The goods meant to be traded are, in theory, not subject to sanctions because they are considered humanitarian relief in nature. But the U.S. has been ambiguous about whether it will consider companies and banks engaging in such trade with Iran an infraction of its sanctions, and this ambiguity forced the EU to devise this instrument, known as INSTEX, an acronym for Instrument In Support Of Trade Exchanges.
“Europe has made this their core, symbolic initiative in the face of U.S. withdrawal,” said Sahil Shah, the Iran Project Lead with the European Leadership Network, a London-based think tank, in a telephone interview with Courthouse News.
He called this financial mechanism a novel method to bypass U.S. sanctions. But he said European companies will be extremely wary of conducting business through it for fear of running afoul of U.S. sanctions unless strict compliance processes are put in place.
He doubted that this instrument, on its own, will be enough to make Iran feel compelled to remain within the nuclear deal.
“It will not be adequate,” he said.
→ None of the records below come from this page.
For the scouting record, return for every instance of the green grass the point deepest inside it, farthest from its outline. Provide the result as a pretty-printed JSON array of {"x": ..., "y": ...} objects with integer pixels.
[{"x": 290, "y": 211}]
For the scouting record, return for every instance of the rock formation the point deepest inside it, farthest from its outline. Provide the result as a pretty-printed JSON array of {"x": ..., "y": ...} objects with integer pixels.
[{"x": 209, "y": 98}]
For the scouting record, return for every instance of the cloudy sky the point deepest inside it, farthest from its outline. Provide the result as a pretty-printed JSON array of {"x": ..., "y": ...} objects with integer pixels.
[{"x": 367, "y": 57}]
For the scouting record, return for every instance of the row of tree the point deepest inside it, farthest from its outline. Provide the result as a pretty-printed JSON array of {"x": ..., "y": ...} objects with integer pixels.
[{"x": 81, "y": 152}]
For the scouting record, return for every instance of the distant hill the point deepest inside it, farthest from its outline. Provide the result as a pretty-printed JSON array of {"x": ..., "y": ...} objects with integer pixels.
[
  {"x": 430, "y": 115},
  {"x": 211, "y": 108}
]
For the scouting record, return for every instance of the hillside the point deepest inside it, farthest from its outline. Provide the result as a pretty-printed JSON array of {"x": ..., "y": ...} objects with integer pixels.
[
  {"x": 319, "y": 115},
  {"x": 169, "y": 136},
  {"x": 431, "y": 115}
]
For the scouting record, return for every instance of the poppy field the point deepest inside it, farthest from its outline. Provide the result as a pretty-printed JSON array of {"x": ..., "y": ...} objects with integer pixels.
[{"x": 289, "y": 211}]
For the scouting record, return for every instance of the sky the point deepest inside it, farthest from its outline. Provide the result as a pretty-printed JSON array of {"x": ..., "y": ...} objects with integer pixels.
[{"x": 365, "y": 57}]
He said the Iranian government “can't see it making much of a difference to the multi-faceted economic issues facing Iran, including rising inflation and unemployment.”
He added that Iran is frustrated at how long it has taken Europe to create the mechanism. “It's unfortunate that so much time has been spent on a mechanism that would not have been necessary if the U.S. had given proper guidance,” Shah said.